Plus without Conty/ProTour status, Astana certainly would not make the cut at any ASO races. Probably not the Giro either. 

I am all in favor of a Astana implosion, followed by a epic game of GC contender musical chairs. :thumbsup:


----------



## Coolhand (Jul 28, 2002)

*Text of interest*



Coolhand said:


> Link for those interested:
> 
> http://www.velonews.com/article/99519/astana-s-missed-deadline-may-give-contador-an-out


Here is the interesting part:



> Article 2.15.139 of the UCI rulebook includes provisions that allow a rider to “terminate the present contract, without notice nor liability for damages,” if certain conditions or circumstances occur.
> 
> Included in that list are a team’s bankruptcy, loss of ProTour status and sub-section 8, which may serve as the key to Contador’s early exit from the Astana:
> 
> ...


----------



## Gnarly 928 (Nov 19, 2005)

Maybe whoever he signs with will send him to the TOC rather than the Giro...Wouldn't that be cool? Head to head against Lance and Levi on American soil...Beat them 'Murikans! 

If Pro Cycling is all about the money and 'value' for sponsors, imagine the interest in that kind of confrontation.. The Giro? Ho-hum...just another Euro stage race like's been going on for years and years..

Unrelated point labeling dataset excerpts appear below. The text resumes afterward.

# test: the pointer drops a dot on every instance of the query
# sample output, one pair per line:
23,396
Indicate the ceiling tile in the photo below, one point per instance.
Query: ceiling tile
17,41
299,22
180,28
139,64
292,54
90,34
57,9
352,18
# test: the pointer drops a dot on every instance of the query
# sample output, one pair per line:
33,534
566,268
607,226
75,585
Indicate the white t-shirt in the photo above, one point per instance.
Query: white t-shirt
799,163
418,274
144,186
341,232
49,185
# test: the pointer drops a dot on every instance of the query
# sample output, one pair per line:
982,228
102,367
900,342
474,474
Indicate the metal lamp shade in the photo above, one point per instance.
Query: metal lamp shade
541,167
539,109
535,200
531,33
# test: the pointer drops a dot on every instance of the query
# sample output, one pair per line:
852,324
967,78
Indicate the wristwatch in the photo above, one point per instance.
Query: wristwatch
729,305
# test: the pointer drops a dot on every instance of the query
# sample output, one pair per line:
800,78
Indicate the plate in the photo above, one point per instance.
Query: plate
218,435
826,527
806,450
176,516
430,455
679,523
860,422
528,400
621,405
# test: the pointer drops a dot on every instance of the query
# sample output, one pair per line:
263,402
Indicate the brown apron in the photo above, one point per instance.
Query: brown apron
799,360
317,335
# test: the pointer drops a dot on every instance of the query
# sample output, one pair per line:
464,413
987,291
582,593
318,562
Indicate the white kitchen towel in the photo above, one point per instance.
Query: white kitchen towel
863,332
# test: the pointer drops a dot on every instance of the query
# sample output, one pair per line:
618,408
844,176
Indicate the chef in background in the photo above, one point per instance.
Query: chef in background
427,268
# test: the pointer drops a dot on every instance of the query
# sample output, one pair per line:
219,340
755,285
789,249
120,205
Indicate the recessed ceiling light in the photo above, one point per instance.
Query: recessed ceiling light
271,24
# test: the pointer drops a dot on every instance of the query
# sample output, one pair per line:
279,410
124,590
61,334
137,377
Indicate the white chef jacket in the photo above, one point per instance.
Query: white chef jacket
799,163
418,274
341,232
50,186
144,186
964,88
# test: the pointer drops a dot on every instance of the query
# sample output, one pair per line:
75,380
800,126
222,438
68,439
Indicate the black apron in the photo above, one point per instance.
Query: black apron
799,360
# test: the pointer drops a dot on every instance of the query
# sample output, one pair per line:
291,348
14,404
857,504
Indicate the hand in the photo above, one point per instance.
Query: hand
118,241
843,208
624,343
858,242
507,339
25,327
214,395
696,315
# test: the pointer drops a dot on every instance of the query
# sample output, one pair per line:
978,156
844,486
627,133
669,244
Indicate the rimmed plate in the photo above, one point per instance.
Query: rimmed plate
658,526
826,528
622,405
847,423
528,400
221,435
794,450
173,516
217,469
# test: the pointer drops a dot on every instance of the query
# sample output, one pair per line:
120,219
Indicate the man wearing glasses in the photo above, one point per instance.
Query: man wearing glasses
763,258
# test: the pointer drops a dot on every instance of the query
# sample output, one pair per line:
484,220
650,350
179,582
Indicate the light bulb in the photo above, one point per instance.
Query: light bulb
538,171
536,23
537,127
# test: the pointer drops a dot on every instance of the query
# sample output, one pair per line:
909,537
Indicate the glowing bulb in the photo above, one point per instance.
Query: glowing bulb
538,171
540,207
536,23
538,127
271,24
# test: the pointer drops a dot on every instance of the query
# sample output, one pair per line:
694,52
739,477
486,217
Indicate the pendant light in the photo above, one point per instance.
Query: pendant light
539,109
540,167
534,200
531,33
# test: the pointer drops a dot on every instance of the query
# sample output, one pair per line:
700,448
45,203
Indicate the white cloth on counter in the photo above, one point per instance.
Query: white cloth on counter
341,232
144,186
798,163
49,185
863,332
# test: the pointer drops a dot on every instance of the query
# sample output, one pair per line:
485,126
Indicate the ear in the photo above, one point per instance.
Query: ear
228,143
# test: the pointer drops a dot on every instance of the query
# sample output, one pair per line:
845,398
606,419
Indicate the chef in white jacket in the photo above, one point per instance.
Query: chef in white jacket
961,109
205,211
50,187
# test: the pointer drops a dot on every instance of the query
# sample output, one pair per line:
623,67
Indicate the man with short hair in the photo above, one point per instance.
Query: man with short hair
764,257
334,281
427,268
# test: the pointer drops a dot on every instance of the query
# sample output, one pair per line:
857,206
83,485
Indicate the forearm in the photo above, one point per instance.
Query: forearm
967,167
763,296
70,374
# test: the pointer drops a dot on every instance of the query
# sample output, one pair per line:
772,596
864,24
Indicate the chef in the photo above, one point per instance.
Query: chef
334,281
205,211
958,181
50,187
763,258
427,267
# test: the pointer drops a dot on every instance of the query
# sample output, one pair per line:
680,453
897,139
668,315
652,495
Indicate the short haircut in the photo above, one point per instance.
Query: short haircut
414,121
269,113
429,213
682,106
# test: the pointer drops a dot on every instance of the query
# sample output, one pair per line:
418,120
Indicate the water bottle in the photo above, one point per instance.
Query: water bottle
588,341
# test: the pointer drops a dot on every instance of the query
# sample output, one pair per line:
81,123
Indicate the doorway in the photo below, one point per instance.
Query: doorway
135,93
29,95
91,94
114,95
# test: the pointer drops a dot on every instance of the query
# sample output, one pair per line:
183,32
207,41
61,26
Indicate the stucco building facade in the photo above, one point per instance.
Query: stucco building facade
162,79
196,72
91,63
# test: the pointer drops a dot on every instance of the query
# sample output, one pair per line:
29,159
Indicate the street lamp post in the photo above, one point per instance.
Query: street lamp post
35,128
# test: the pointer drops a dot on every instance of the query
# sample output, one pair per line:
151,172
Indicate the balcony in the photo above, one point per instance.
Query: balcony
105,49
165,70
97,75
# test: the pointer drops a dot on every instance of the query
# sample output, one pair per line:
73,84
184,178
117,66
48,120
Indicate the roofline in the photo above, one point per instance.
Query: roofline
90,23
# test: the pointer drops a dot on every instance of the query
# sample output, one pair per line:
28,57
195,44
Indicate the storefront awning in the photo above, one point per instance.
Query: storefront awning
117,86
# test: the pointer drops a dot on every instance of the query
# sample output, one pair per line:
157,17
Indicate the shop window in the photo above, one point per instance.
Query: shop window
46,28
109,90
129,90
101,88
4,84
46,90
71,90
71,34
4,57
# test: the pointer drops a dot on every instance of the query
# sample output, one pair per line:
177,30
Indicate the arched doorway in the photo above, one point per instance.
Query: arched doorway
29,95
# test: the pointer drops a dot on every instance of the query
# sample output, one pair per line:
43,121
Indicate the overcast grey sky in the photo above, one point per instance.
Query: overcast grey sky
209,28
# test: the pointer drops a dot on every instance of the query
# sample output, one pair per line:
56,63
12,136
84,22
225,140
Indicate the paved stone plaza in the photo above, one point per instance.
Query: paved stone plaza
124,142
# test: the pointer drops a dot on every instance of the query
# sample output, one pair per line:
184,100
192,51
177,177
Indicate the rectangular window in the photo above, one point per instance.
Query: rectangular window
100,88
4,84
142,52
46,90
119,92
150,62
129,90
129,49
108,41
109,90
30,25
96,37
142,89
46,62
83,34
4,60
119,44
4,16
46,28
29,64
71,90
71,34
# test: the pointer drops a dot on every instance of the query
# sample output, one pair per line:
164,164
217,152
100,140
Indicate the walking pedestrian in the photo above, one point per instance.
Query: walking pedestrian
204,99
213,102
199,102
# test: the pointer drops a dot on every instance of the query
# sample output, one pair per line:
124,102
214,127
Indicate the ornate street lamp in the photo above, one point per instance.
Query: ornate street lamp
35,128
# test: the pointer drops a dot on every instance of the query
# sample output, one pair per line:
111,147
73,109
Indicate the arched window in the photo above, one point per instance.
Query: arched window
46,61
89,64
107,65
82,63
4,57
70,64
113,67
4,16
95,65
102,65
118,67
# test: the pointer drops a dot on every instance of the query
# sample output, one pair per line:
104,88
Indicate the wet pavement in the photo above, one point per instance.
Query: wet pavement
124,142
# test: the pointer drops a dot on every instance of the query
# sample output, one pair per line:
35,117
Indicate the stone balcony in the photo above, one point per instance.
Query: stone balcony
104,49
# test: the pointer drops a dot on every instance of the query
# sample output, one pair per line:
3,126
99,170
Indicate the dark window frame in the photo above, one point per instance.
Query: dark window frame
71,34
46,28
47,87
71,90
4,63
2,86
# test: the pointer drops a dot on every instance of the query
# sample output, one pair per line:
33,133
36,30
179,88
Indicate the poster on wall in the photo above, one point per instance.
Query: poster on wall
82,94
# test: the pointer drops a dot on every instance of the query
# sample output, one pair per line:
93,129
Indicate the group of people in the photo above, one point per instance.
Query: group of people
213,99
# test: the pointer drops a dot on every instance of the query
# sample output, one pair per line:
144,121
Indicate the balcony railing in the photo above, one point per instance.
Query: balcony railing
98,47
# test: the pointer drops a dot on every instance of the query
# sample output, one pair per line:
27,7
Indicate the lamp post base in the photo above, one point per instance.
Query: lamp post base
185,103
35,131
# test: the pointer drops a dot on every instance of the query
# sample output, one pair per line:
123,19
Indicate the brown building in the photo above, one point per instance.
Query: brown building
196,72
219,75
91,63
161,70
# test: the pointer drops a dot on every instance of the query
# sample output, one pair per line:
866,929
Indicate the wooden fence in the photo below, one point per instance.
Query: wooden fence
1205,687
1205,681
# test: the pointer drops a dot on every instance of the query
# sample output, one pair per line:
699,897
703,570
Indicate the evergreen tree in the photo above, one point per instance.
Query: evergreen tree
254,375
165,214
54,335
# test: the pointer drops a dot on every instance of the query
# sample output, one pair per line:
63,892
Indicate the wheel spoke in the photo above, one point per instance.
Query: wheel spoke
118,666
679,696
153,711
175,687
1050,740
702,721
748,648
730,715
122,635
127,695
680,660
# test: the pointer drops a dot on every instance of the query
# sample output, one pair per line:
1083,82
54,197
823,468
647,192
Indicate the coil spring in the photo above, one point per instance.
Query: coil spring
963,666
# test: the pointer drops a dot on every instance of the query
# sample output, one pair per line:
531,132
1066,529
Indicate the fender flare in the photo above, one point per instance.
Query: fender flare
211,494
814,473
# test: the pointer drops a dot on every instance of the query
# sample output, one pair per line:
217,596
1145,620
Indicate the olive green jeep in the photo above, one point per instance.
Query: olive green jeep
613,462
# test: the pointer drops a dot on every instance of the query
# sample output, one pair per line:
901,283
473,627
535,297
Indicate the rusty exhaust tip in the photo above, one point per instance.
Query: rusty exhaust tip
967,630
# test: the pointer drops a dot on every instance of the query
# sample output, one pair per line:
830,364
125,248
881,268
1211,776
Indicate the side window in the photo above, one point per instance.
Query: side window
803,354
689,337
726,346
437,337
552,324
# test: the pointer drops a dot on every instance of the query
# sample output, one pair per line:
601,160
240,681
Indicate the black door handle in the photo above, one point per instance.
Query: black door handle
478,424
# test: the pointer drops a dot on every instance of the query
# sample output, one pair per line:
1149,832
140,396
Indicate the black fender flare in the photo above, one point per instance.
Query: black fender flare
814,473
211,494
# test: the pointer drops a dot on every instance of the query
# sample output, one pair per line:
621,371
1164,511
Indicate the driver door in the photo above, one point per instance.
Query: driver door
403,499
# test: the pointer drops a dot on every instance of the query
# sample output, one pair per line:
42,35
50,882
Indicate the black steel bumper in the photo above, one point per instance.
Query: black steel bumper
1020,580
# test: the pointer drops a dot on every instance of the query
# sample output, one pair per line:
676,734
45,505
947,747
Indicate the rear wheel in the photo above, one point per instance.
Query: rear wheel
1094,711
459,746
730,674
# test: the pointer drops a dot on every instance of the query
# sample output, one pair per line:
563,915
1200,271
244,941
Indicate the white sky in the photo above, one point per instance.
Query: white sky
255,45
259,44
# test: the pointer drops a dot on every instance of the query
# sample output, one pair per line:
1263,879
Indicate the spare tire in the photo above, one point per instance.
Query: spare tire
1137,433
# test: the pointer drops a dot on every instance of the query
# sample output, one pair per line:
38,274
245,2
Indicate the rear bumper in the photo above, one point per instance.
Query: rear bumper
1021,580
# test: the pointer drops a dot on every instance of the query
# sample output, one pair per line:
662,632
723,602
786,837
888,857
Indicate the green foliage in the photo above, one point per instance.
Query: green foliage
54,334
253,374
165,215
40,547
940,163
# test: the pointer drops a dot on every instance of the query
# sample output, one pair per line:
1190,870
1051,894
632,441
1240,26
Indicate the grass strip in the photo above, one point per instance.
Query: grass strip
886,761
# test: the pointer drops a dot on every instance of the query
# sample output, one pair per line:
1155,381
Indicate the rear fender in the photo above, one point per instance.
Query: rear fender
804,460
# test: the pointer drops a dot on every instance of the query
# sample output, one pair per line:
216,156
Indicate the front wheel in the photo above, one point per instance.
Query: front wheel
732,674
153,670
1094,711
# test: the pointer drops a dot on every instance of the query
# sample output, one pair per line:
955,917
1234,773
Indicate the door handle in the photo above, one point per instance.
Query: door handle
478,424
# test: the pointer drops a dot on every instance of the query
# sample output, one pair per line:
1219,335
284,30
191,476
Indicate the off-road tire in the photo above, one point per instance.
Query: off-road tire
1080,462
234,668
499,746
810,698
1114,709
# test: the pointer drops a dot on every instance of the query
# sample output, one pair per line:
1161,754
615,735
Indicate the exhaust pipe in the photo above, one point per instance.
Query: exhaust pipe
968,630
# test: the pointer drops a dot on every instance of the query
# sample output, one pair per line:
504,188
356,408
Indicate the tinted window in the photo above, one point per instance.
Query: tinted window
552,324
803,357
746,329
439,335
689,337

.I know....Say Garmin gets him, Vaughters mouths-off with a lot of his 'holier than thou' rap and gets Ole Lance all riled-up (Twitter-pated) ..Hincapie slips into the mix somehow...maybe as a stage winner early on..(they can fix that) Frank and Andy show again...(what could it cost Amgen to get them over?) We get Lance's little buddy Cavendish and Thor for the flat crap and have some kinda demonstration in downtown LA that holds up the race... and 'We got a ratings winner'.... Much better $how than any old Giro... Amgen could probably get the Guvinator and Obama..maybe even Sarah Palin...


----------



## peter.hardie (May 31, 2006)

alexb618 said:


> until we hear from an official source 'alberto contador is now out of his contract with astana' it means nothing, apart from internet forum speculation


Kinda what the interwebs are for? No?


----------



## JSR (Feb 27, 2006)

Gnarly 928 said:


> Maybe whoever he signs with will send him to the TOC rather than the Giro...Wouldn't that be cool? Head to head against Lance and Levi on American soil...Beat them 'Murikans!
> 
> If Pro Cycling is all about the money and 'value' for sponsors, imagine the interest in that kind of confrontation.. The Giro? Ho-hum...just another Euro stage race like's been going on for years and years..
> 
> .I know....Say Garmin gets him, Vaughters mouths-off with a lot of his 'holier than thou' rap and gets Ole Lance all riled-up (Twitter-pated) ..Hincapie slips into the mix somehow...maybe as a stage winner early on..(they can fix that) Frank and Andy show again...(what could it cost Amgen to get them over?) We get Lance's little buddy Cavendish and Thor for the flat crap and have some kinda demonstration in downtown LA that holds up the race... and 'We got a ratings winner'.... Much better $how than any old Giro... Amgen could probably get the Guvinator and Obama..maybe even Sarah Palin...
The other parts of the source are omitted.